Schwarzman aside, all-in-all neither venture capital nor private-equity pros are a very pro-Trump bunch. Blackstone is the lone donor from either industry who tops the list of America First Action supporters. And his presidential contributions are dwarfed by his much larger donations to Republican Senate-focused PACs.

One reason financially savvy Republican supporters may be focusing more on the Senate races than the presidency is the perception that they have better odds of winning. Political forecasting site FiveThirtyEight gives Trump a less than one-in-four chance of winning the presidency. It gives Republicans a 39 percent chance of maintaining a Senate majority.

Moreover, Senate contributions seem motivated more by industry-specific concerns than a particular love for a candidate.

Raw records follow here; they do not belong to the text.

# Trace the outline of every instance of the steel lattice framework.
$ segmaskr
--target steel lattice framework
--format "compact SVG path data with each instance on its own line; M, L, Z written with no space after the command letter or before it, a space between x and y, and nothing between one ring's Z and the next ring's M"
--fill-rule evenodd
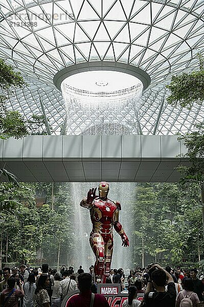
M190 131L202 121L203 107L167 105L165 85L173 75L198 69L203 13L203 0L0 0L0 57L29 83L8 107L30 118L42 114L41 100L52 133L59 134L66 112L55 75L83 62L117 61L151 77L139 113L141 133Z

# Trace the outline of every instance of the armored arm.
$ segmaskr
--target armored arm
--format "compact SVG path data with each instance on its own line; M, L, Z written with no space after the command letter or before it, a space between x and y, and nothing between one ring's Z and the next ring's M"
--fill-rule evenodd
M95 199L97 197L96 196L96 188L90 189L87 193L87 197L84 198L80 203L81 207L83 207L86 209L91 209L93 206L93 202Z
M119 211L121 210L121 206L118 202L116 202L115 204L117 208L115 212L114 227L116 231L117 231L121 237L123 242L122 246L123 246L123 245L124 247L127 247L127 246L129 246L128 238L123 228L123 226L119 222Z

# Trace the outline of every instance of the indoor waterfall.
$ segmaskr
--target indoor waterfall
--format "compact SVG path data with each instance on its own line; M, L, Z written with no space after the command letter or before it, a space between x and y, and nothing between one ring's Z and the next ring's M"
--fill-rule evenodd
M74 204L75 216L74 223L74 241L76 247L73 255L73 263L71 264L77 269L82 265L85 271L88 271L91 265L94 265L95 256L89 245L89 233L92 230L92 223L88 210L82 208L79 204L83 198L86 196L88 190L98 186L99 183L71 183L72 201ZM108 198L121 203L122 210L120 212L119 221L121 223L130 240L130 247L121 246L122 240L119 234L113 229L114 248L111 268L124 270L131 269L134 266L134 259L131 259L131 251L133 248L131 240L131 229L130 225L132 214L131 202L132 193L135 184L134 183L109 183L110 191Z

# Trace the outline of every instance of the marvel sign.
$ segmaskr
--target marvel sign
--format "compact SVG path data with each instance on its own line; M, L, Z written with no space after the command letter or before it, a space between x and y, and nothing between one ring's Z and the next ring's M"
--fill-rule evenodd
M70 298L74 296L78 295L79 293L78 290L70 292L64 298L62 302L61 307L66 307ZM110 307L122 307L123 302L127 299L127 293L121 293L120 285L118 283L106 284L100 283L98 285L98 293L104 295ZM138 294L137 299L142 301L144 297L144 293Z
M98 284L98 293L103 294L106 296L110 295L117 295L120 293L119 287L117 284Z

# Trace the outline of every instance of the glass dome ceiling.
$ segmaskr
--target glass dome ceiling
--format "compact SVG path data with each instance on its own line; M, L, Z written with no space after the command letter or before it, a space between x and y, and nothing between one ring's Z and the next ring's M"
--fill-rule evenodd
M66 112L56 74L79 63L117 61L151 78L138 115L142 133L191 131L202 121L203 107L167 105L165 85L173 75L198 69L203 12L203 0L0 0L0 57L29 83L10 97L8 108L28 118L44 111L52 133L59 134Z

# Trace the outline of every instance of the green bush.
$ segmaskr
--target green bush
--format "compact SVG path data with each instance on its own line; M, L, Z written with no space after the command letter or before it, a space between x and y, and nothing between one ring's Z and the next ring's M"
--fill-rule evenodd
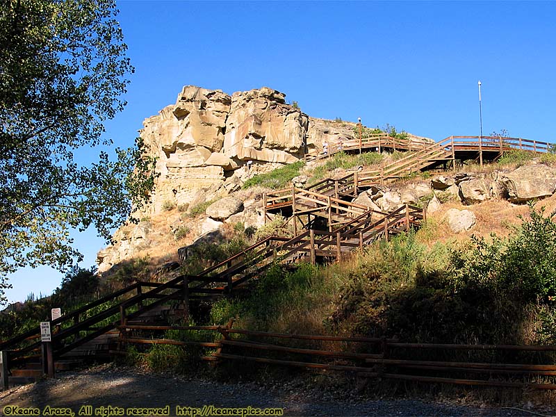
M427 249L412 234L377 243L351 272L329 325L416 342L553 340L553 218L532 206L530 219L510 237L474 238L458 247ZM525 330L534 327L536 332Z
M174 237L177 240L179 240L185 238L190 231L191 231L191 229L187 226L180 226L177 228L176 231L174 232Z
M247 180L242 188L245 189L255 186L261 186L272 190L284 188L293 177L300 174L300 170L304 165L305 163L303 161L298 161L279 168L276 168L270 172L255 175Z
M507 165L512 163L522 165L529 161L531 161L534 157L535 154L533 152L521 149L514 149L505 152L502 156L500 156L500 158L498 159L498 162L500 165Z
M174 202L170 200L165 200L164 202L162 203L162 209L165 211L173 210L176 204L174 204Z
M204 214L204 212L206 211L206 209L208 208L208 206L212 204L213 202L216 201L216 199L208 200L208 202L204 202L204 203L199 203L196 206L193 206L191 208L191 210L189 211L189 214L188 217L196 217L201 214Z

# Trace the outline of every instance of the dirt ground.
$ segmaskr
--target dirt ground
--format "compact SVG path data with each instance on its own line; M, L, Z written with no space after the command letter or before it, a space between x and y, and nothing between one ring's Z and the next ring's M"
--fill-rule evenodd
M83 406L91 406L89 408ZM215 408L208 408L211 405ZM47 408L49 406L51 408ZM169 406L167 408L164 409ZM203 409L204 406L205 407ZM112 408L108 408L111 407ZM249 409L247 407L252 407ZM19 409L17 407L19 407ZM70 409L63 409L67 407ZM140 409L149 408L156 409ZM178 407L178 408L177 408ZM184 416L256 415L253 409L279 408L284 416L553 416L548 407L491 408L446 402L334 399L318 389L288 382L261 386L254 383L223 384L174 375L152 375L132 368L99 366L60 373L55 379L0 393L0 415ZM236 409L233 411L222 408ZM237 413L236 414L226 413ZM251 412L250 414L248 412ZM36 414L40 413L40 414ZM277 414L270 414L277 415Z

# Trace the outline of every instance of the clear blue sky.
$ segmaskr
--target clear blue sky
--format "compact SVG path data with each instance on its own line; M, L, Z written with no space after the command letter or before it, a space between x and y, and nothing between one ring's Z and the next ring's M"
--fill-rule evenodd
M130 145L184 85L268 86L309 115L386 123L436 140L483 132L556 142L556 3L119 1L136 67L107 136ZM97 153L95 152L95 153ZM78 236L89 267L104 245ZM11 301L50 293L47 267L11 279Z

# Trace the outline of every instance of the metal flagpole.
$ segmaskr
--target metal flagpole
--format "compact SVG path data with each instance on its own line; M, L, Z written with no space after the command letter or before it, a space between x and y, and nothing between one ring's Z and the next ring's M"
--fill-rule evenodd
M479 81L479 120L481 123L481 136L479 137L479 162L482 166L482 107L481 106L481 81Z

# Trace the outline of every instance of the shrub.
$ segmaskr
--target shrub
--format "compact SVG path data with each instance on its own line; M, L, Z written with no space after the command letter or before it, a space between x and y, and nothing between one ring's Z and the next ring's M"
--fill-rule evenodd
M311 172L310 183L330 176L330 172L336 168L348 170L359 165L371 165L379 163L384 156L375 152L365 152L357 155L350 155L338 152L328 158L322 165Z
M245 230L245 225L243 224L243 222L238 222L234 224L234 231L236 233L243 233L243 231Z
M189 234L190 231L191 229L187 226L180 226L174 232L174 237L176 238L177 240L183 239Z
M528 161L531 161L535 156L533 152L529 151L523 151L521 149L514 149L512 151L505 152L504 154L498 159L498 163L500 165L507 165L512 163L516 163L522 165Z

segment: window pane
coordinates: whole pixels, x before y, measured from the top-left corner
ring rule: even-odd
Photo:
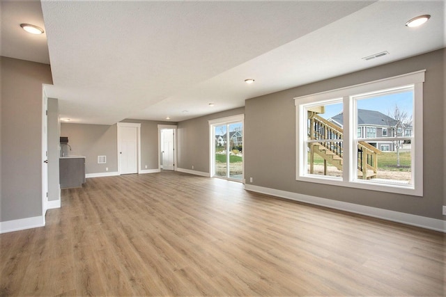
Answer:
[[[215,126],[215,158],[214,163],[214,175],[226,177],[226,125]]]
[[[411,183],[411,145],[408,138],[413,134],[413,90],[380,92],[376,96],[357,99],[356,106],[357,127],[367,127],[366,139],[357,142],[356,178],[388,184]],[[389,140],[368,140],[380,137]]]
[[[229,177],[243,178],[243,142],[242,122],[229,125]]]
[[[306,109],[307,136],[307,174],[342,177],[342,102],[334,102]]]
[[[401,143],[398,143],[399,142]],[[380,145],[383,152],[374,156],[377,158],[376,160],[371,159],[374,158],[373,155],[367,154],[366,150],[358,149],[357,179],[363,179],[363,172],[364,172],[363,168],[367,166],[366,179],[369,179],[371,182],[405,184],[412,183],[410,144],[403,143],[402,141],[392,143],[391,145]],[[390,148],[392,146],[397,147],[395,152],[390,151]],[[376,165],[375,161],[376,161]],[[376,170],[374,168],[375,166]]]

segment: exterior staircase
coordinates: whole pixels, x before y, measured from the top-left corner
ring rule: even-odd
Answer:
[[[342,128],[328,122],[314,111],[308,111],[309,126],[308,131],[309,150],[309,173],[314,172],[314,154],[324,160],[324,175],[327,175],[330,164],[338,170],[343,167]],[[373,145],[360,141],[357,144],[357,177],[363,179],[376,177],[378,154],[380,151]]]

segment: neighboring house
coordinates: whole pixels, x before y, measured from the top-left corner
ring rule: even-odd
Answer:
[[[240,147],[243,144],[243,135],[240,131],[229,132],[229,143],[232,150],[233,147]],[[215,145],[224,145],[226,143],[227,134],[224,135],[215,135]]]
[[[328,121],[342,128],[343,113],[330,118]],[[367,109],[357,110],[357,137],[371,138],[367,142],[382,152],[394,152],[397,150],[397,145],[399,145],[401,147],[403,141],[401,141],[401,143],[397,143],[394,141],[373,141],[373,138],[385,138],[397,136],[411,136],[412,130],[412,126],[404,125],[379,111]]]
[[[215,135],[215,145],[222,146],[224,145],[226,141],[224,141],[224,138],[222,135]]]

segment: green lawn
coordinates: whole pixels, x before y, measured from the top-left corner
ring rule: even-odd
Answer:
[[[229,155],[229,163],[241,162],[243,158],[236,155]],[[226,154],[215,154],[215,161],[226,163]]]
[[[378,169],[385,171],[410,171],[410,152],[400,152],[399,167],[397,167],[397,152],[383,152],[378,155]],[[308,154],[308,163],[309,163],[309,154]],[[323,158],[314,154],[314,163],[323,165]]]
[[[410,153],[399,153],[399,167],[397,166],[397,153],[383,152],[378,155],[378,168],[386,171],[410,171]]]

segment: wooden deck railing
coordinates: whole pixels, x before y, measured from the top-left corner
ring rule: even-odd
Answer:
[[[318,145],[323,145],[328,150],[339,157],[343,156],[343,136],[342,128],[332,122],[328,122],[323,118],[320,117],[316,113],[308,112],[309,129],[308,136],[310,140],[323,141],[317,142]],[[309,145],[312,150],[311,154],[314,155],[313,150],[314,145]],[[380,151],[373,145],[364,142],[360,141],[357,143],[357,169],[362,172],[362,178],[373,178],[376,176],[378,172],[378,154]],[[327,156],[321,156],[324,158],[324,168],[326,174],[326,161],[332,161],[332,157],[328,158]],[[341,162],[340,162],[341,166]],[[313,168],[311,164],[311,168]],[[339,165],[337,167],[339,167]],[[369,172],[371,170],[373,173]],[[312,171],[312,170],[311,170]],[[310,172],[312,173],[312,172]]]

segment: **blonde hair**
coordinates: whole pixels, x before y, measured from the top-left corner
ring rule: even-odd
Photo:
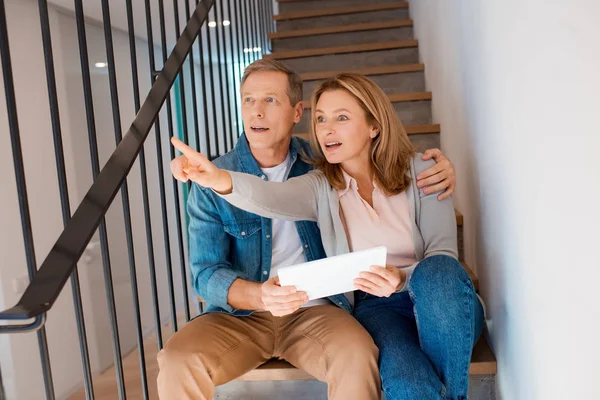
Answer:
[[[287,95],[292,107],[302,101],[302,78],[283,63],[269,58],[254,61],[244,70],[241,86],[244,86],[244,83],[253,72],[283,72],[288,77]]]
[[[370,149],[373,179],[377,186],[388,196],[405,191],[410,184],[408,172],[415,149],[388,96],[377,84],[359,74],[337,75],[321,83],[313,93],[310,141],[315,154],[315,167],[323,171],[335,189],[346,187],[341,165],[327,161],[316,135],[314,110],[317,102],[323,93],[333,90],[350,93],[364,110],[367,122],[379,130],[371,141]]]

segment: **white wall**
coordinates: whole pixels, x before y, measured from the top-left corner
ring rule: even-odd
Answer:
[[[414,0],[509,400],[600,398],[600,4]]]
[[[40,22],[37,2],[34,0],[8,0],[5,2],[8,30],[11,40],[13,73],[17,92],[19,125],[27,177],[27,188],[32,217],[32,232],[38,265],[63,229],[58,181],[54,160],[54,147],[48,108],[46,76],[41,45]],[[119,9],[121,7],[122,9]],[[113,5],[113,12],[124,13],[124,5]],[[68,12],[50,8],[51,31],[54,47],[57,86],[71,209],[75,210],[92,183],[89,161],[87,125],[77,45],[75,20]],[[93,67],[97,61],[106,61],[104,36],[101,27],[87,23],[87,39],[92,63],[92,90],[96,112],[96,128],[102,166],[115,148],[112,112],[106,70]],[[136,26],[138,31],[145,29]],[[135,115],[131,86],[129,44],[124,32],[113,30],[117,80],[121,105],[123,133]],[[149,90],[147,43],[137,40],[138,66],[142,99]],[[158,50],[158,49],[157,49]],[[160,62],[158,66],[160,67]],[[0,82],[0,92],[4,87]],[[162,115],[163,154],[168,157],[169,144],[166,137],[166,117]],[[21,236],[17,192],[12,166],[12,152],[8,135],[8,122],[4,96],[0,96],[0,308],[10,307],[22,294],[14,290],[13,282],[26,277],[25,255]],[[151,191],[152,232],[161,317],[170,319],[163,228],[161,222],[158,189],[158,166],[154,134],[146,143],[148,184]],[[168,164],[163,172],[169,174]],[[175,209],[171,180],[167,177],[167,208],[170,219],[170,244],[176,285],[178,308],[181,310],[180,260],[178,256]],[[141,197],[139,163],[136,163],[128,179],[135,257],[138,272],[142,325],[145,334],[154,330],[150,275],[146,249],[145,225]],[[136,336],[133,322],[133,304],[130,286],[129,263],[125,242],[120,194],[107,214],[110,257],[118,310],[121,350],[123,354],[135,347]],[[92,242],[98,242],[97,235]],[[79,272],[83,292],[88,344],[92,369],[95,373],[109,367],[112,362],[110,327],[104,291],[100,250],[90,252],[91,260],[81,262]],[[190,291],[193,297],[193,292]],[[195,310],[192,309],[192,314]],[[65,398],[81,383],[81,363],[70,283],[63,290],[57,303],[49,312],[47,322],[48,344],[54,374],[57,398]],[[39,351],[35,334],[0,335],[0,368],[8,399],[38,399],[43,397]]]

The Wall Street Journal noted recently that “many who work in private equity prefer control of the government to remain divided as it would make major overhauls of their industry more difficult.” An example of such legislation is a bill Sen. Elizabeth Warren, D-Mass., introduced last year, the Stop Wall Street Looting Act, which would add restrictions on certain buyout firm practices and increase taxes paid on carried interest. Its chances of passage rely on a Democratic Senate majority.

Where the buck stops

For all the concerns around money in politics, it’s unclear how much impact it will have this time around, with swing voters relatively rare in today’s hyperpartisan political environment. And while money can buy TV ads, much influencer activity–such as viral online memes–can be produced and distributed for minimal cost.

That may be why some of the money that venture and PE tycoons are putting into politics comes in the form of expenditures that don’t show up in campaign contribution databases, such as get-out-the-vote efforts.

With an election just six weeks away, we’ll find out soon how well PE and venture donor-favored candidates performed. For now, it seems, startup investors are focused mostly on squeezing out as many public market exits as they can before November.